Poh Cheng Sim, 59, admitted four charges of purchasing black-market rock lobster – known as crayfish – and one charge of failing to keep a record of where rock lobster and paua was purchased from, in the Christchurch District Court today.
Sim said she made no profit from the fish, but did it as a favour to friends.
Defence counsel Rupert Glover said Sim led a scrupulously honest life, but was caught by an undercover person.
The official charge is that Sim was a party to, and aided the obtaining of a benefit by, knowingly possessing, procuring or receiving the spiny rock lobster through December 2013, and February and March 2014.
Sim and her co-offenders were caught by an undercover person in an operation by the Ministry of Primary Industries.

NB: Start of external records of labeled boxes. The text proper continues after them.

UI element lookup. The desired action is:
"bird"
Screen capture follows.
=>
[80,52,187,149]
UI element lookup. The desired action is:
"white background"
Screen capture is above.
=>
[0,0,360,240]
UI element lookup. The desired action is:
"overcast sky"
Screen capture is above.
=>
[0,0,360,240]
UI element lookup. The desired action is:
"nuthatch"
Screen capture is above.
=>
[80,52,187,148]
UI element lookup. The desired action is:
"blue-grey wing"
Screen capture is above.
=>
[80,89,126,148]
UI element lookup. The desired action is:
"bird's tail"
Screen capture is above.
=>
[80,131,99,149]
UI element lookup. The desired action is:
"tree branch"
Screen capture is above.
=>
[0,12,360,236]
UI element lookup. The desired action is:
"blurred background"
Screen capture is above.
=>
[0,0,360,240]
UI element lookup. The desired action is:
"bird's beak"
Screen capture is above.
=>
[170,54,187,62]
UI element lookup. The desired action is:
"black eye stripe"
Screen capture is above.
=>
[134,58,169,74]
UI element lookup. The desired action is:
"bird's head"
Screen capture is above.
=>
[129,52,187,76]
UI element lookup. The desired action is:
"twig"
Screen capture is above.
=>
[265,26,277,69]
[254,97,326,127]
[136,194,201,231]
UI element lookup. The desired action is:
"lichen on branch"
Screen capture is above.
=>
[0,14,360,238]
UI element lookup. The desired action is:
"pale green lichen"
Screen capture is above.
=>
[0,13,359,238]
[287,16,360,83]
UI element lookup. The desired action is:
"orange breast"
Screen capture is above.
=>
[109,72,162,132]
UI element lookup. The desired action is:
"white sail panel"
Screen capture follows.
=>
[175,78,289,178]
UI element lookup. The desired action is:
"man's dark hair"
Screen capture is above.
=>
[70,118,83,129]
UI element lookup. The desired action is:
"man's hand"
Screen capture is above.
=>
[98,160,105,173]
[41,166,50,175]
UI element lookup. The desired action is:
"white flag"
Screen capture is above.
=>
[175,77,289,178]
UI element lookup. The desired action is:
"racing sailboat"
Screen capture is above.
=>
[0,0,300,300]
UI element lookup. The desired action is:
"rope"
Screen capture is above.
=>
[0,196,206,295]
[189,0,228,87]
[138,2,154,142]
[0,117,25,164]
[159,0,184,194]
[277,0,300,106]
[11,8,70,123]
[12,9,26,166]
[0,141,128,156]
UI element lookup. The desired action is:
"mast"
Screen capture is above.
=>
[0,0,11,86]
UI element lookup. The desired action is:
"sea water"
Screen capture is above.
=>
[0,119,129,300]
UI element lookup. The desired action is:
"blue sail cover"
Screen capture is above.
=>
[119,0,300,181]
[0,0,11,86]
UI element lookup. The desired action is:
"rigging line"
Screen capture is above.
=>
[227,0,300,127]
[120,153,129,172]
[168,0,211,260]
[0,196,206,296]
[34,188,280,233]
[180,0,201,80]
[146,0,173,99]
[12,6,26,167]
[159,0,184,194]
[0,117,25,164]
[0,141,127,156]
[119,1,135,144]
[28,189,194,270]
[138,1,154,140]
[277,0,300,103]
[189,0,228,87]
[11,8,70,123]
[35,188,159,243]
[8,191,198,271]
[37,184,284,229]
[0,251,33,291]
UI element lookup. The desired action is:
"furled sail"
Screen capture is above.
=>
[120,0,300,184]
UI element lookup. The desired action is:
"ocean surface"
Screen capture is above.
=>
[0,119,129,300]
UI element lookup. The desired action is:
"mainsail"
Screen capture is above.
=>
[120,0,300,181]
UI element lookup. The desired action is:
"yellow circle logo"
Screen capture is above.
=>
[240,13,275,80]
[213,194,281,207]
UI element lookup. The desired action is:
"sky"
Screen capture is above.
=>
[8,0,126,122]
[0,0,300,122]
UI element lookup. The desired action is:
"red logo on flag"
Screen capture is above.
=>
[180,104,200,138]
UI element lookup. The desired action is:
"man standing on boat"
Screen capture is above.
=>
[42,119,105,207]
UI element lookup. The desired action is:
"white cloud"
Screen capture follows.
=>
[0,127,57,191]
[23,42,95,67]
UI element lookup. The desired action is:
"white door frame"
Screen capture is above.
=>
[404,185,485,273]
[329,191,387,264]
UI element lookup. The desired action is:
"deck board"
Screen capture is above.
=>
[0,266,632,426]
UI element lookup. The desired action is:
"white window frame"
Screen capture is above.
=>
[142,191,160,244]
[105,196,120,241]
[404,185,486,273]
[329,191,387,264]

It is estimated Sim paid $2050 for 118 rock lobster and 10kg paua worth a total of more than $7000.
Judge Raoul Neave said the offending arose from Sim purchasing seafood other than through the appropriate channels.
New Zealand had a careful fishing regime to protect our fish stock, he said, and sentenced Sim to a fine of $12,500.
One of her co-offenders, 49-year-old Jianwen Li, a joint owner of Southern Asian Restaurant in Colombo Street, was sentenced last September with a fine of $18,000 and 150 hours community work. He also had to forfeit his vehicle, his mobile phone, lobsters and pauas seized, a freezer, and electronic scales.